As discussed in previous lessons, there are many different kinds of elements. The atoms of these elements are composed of a nucleus surrounded by orbital electrons. The nucleus consists of protons and neutrons. Each element has a specific number of protons, while the number of neutrons may vary, resulting in various isotopes of the same element.
In addition, a slight difference in mass-energy exists between a composite nucleus and the sum of the free-standing nucleons; that difference being the energy that binds the nucleus together. This indicates that each nucleon, i.e., proton or neutron, give up a certain amount of its mass-energy in order for the nucleus to hold together. Because only isotopes exist in nature, this must mean that only specific combinations of neutrons and protons are possible for the existence of the unchanging stable nuclei. Variations from these specific combinations are possible, but the nuclei may not be completely stable. In other words, there may be more energy present in the nuclei of some isotopes than is required to hold them together. With that excess of energy nuclei will not be stable and will, most likely, dissipate it in some manner, in order to become stable.

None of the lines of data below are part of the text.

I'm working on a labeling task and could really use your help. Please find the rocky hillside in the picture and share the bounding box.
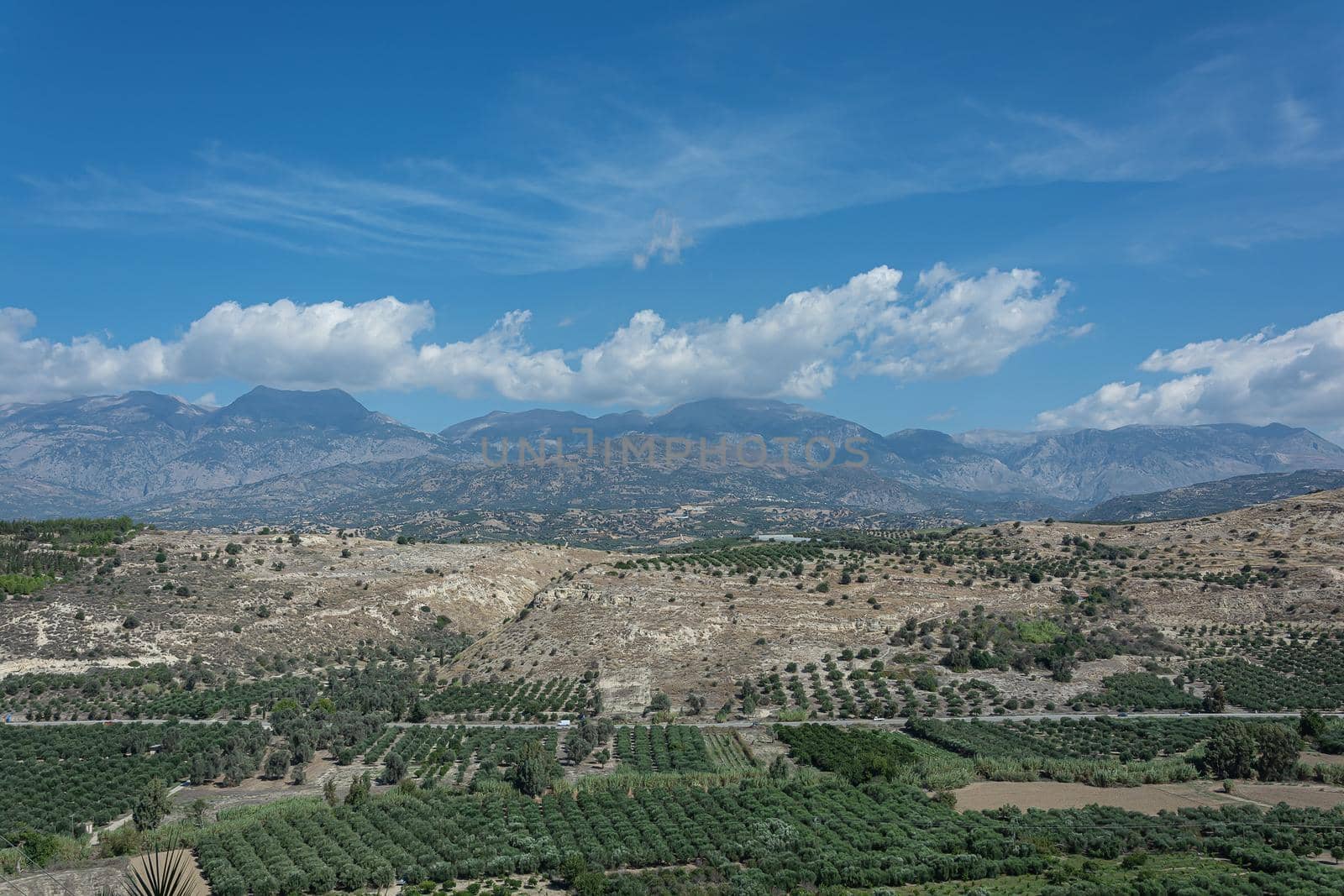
[1078,470,1344,522]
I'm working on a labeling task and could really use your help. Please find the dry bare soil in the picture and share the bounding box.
[0,491,1344,712]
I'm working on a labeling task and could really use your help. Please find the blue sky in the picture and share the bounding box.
[0,2,1344,437]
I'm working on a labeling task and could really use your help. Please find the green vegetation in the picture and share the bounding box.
[1188,637,1344,712]
[197,777,1344,896]
[0,723,267,836]
[616,726,714,773]
[1080,672,1203,710]
[425,679,591,721]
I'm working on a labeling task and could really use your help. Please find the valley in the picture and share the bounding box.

Stable nuclei will remain unchanged as long as there is no external influence causing them to become unstable. Unstable nuclei, however, will spontaneously emit excess energy and transform into more stable nuclei. Such transformations are independent of external influences such as temperature or chemical reactions of the atom. The emission of excess energy by unstable nuclei in order to achieve stability is the phenomenon of radioactivity.